The Algorithm

Palindrome Application, implemented in C.

The program goes through the DNA sequence, searching for all palindromes in a specific length, a range of allowed mismatches and a range of allowed gaps.

The strategy of this algorithm is to read the DNA sequence as a stream.

Parameters used by the program:

1)     Input sequence, genome of different organisms, in unspecified length (The file must be in a FASTA format).

2)     Length of palindrome (one side).

3)     Maximum gap between repeated regions.

4)     Number of mismatches allowed.

Searching for palindromes done by checking all the possible places in the sequence (in order to be correct and not to miss even one palindrome).

For each place in the sequence we will check all possible sizes of gap, checking whether the pal’ has allowed number of mismatches.

The “heart” of the algorithm compare the first letter to the last letter, the second letter to the letter second form the end, etc. (A matches T and C matches G).

If we found a palindrome that correlated with our demands, we will print it to the output in the following format:

• The pal’ above starts at the 122’Th base of the sequence and ended on the 140’Th base.

Its length 8 bases (each side), containing 2 mismatches and a gap of 3 bases.

The program counts and prints the total number of palindromes founded.

It’s also count for each base the number of times it appear in the sequence, this is needed for calculating the expectation through equation b (consulting the background distribution).
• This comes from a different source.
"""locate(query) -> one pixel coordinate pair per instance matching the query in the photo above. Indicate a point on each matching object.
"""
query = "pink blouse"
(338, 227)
The program prints the running start and end times, so we could calculate its running times.

Algorithm Testing

In order to check if the algorithm we wrote is accurate, and works according to our demands, we “plant” an approximate palindrome in different genomes and compared the results with our expectations.We also compared our formulas expectation, with the average result of a large bunch of random sequences

Running Times

We run our program on Pentium-3 with 128MB RAM.

Using the following parameters:

•  Length of Palindromes (one side): 14
•  Maximum gap allowed: 100
•  Number of mismatches allowed: 2
 Organism Sequence length (Bases) Time (h:min:sec) E.Coli 4,639,221 (0:16:06) Human genome ~ 3x109 ~ (173:31:14)

Practical usage of the Algorithm

Compare the palindrome profile of different organisms and evaluate the results:

a)    Genome from different bacteria.

b)    Same gene, for example: hemoglobin, insulin in different mammals.

c)    Gene families, for example: Histones, Immunoglobins.